Fig. 2: Overarching analysis of screening data.

We performed MPRA in the MM plasma cell lines L363 and MOLP8. a Variant log2 scores for the L363 and MOLP8 screens. For each variant, log2 reflects the transcriptional activity of the alternative relative to the reference allele. Scores were calculated based on barcode activity estimates in all six genomic contexts (i.e., across both strands and all three sliding windows) and three replicates per cell line. Variants with strong effects (absolute log2 score >0.2) in either screen are indicated in red. Pearson r and two-sided P values are shown. b Calculating log2 scores using either positive-strand (x-axis) or negative-strand constructs (y-axis) for the same variant, we did not observe strand bias. cAs an additional assay validation step, we carried out luciferase experiments for 20 variants, showing a significant positive correlation between the MPRA effect (x-axis) and the luciferase effect (y-axis). d g-chromVAR analysis of screened variants, weighted by their L363 log2 scores showed enrichment of variants with strong MPRA scores in genomic regions with accessible chromatin in plasma cells, consistent with our assay selecting variants with endogenous regulatory activity. eNumbers of significant variants with FDR <5% in the two cell lines. f Numbers of variants showing both FDR <5% and strong effects (absolute log2 score >0.2).

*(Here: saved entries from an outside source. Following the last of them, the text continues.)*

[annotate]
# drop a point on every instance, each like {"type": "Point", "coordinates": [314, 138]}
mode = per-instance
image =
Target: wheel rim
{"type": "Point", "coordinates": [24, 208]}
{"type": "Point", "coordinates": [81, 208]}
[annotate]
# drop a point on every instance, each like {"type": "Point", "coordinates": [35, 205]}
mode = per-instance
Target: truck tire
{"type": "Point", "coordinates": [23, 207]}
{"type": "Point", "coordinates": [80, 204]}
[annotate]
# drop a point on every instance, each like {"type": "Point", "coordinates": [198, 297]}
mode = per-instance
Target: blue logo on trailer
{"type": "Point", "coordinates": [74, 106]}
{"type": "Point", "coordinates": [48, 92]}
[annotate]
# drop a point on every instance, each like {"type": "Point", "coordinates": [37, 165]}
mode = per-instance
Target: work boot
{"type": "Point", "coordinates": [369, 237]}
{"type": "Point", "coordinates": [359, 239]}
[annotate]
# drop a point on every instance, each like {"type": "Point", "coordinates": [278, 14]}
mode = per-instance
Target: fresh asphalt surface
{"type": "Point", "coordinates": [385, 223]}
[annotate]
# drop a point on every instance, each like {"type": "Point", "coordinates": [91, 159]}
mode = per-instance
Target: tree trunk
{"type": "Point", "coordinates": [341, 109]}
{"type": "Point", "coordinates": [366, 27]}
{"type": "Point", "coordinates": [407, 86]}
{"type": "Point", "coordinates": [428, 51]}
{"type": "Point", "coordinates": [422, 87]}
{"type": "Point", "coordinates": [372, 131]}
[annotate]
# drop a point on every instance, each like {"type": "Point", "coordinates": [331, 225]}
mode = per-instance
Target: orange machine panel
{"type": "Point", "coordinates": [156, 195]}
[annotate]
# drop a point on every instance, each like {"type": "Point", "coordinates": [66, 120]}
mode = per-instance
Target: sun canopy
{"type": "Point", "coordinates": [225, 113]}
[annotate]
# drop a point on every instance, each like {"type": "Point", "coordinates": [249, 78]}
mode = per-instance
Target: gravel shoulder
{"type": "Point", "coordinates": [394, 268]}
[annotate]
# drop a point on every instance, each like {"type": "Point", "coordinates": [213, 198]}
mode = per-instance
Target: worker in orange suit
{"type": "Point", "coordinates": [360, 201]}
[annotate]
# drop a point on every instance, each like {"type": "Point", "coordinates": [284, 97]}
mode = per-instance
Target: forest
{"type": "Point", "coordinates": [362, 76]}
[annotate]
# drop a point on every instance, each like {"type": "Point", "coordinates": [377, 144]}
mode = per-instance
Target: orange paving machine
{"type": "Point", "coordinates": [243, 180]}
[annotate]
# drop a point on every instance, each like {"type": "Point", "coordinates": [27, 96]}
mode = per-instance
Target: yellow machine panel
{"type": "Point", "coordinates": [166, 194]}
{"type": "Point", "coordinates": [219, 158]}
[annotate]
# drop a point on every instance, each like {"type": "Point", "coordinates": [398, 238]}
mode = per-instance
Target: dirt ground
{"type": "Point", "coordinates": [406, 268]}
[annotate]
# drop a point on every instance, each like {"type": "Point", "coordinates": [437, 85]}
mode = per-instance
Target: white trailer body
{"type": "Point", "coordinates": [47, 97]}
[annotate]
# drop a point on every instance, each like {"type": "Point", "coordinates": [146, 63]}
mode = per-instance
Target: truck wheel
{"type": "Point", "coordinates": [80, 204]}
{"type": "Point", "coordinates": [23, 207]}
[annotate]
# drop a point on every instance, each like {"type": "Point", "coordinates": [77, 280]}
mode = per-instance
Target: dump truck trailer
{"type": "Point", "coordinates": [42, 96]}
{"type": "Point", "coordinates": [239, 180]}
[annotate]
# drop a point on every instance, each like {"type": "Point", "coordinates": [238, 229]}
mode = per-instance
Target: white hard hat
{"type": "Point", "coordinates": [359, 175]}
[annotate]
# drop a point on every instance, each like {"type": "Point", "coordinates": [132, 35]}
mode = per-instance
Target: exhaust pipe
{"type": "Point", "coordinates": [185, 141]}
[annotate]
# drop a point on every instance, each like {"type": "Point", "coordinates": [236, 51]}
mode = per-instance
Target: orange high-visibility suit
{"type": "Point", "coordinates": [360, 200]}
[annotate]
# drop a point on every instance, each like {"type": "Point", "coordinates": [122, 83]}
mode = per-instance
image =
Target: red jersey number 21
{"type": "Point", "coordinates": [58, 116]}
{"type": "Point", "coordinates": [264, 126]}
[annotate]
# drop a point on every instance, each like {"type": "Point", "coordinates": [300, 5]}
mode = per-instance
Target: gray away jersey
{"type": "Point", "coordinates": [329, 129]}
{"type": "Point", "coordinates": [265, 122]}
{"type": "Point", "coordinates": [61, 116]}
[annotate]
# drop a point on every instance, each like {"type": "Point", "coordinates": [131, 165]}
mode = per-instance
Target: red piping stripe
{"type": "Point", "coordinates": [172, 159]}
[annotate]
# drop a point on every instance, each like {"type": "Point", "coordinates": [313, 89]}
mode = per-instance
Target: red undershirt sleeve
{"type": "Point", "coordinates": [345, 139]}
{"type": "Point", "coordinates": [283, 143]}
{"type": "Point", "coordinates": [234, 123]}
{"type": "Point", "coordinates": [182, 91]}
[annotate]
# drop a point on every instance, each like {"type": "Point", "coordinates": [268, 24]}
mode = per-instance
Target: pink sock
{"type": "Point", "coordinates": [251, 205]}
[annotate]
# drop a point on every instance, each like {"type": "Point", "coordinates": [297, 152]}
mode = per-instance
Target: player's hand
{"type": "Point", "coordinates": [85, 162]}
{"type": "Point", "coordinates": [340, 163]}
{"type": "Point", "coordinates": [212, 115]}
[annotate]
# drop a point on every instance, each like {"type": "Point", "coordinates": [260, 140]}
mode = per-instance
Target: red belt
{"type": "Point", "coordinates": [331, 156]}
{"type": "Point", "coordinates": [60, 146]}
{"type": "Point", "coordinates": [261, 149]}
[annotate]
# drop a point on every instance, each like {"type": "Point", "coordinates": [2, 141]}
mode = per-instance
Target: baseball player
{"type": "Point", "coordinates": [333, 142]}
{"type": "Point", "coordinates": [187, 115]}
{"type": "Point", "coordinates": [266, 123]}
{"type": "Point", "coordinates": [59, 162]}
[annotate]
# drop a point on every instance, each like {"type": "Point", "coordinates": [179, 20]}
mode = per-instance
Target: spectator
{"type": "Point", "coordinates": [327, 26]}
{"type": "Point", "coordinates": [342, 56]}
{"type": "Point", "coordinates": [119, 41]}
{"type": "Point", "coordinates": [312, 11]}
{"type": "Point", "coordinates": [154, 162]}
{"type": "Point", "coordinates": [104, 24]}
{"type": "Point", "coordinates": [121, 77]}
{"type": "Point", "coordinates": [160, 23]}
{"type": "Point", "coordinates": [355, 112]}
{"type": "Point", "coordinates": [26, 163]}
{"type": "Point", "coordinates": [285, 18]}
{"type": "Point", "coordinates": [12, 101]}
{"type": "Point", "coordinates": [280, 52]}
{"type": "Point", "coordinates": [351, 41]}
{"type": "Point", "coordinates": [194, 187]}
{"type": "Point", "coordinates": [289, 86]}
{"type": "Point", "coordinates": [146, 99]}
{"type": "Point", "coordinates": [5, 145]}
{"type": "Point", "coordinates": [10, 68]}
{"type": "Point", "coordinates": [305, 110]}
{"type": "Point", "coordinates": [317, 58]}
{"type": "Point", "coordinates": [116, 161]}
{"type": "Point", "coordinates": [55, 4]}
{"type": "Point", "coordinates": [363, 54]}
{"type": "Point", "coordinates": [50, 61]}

In L363, 142 variants were significant (FDR <5%), including 33 with strong effects (absolute log2 score >0.2). In MOLP8, 28 were significant, including 21with strong effects (Fig. 2e, f and Supplementary Data 1). The higher number of significant variants in L363, compared to MOLP8, cells was congruent with a higher transfection efficiency (54% for L363 versus 15% for MOLP8) and higher post-transfection viability (90% for L363 versus 65% for MOLP8). In total, 23 variants were significant in both screens, and eight of these showed concordant plasma cell cis-eQTLs, making them putative causal variants that were selected for follow-up (Table 1, Fig. 3, and Supplementary Figs. 4, 6). The other 15 had discordant or no plasma cell cis-eQTLs, either because of technical limitations (e.g., TERC was not in our eQTL data; the JARID2 and RUNX3 variants are rare), or because these alter gene expression in another cell state (e.g., TNFRSF13B is primarily expressed in switch-memory B-cells33 and had a cis-eQTL in total mature B-cells; Supplementary Table 4).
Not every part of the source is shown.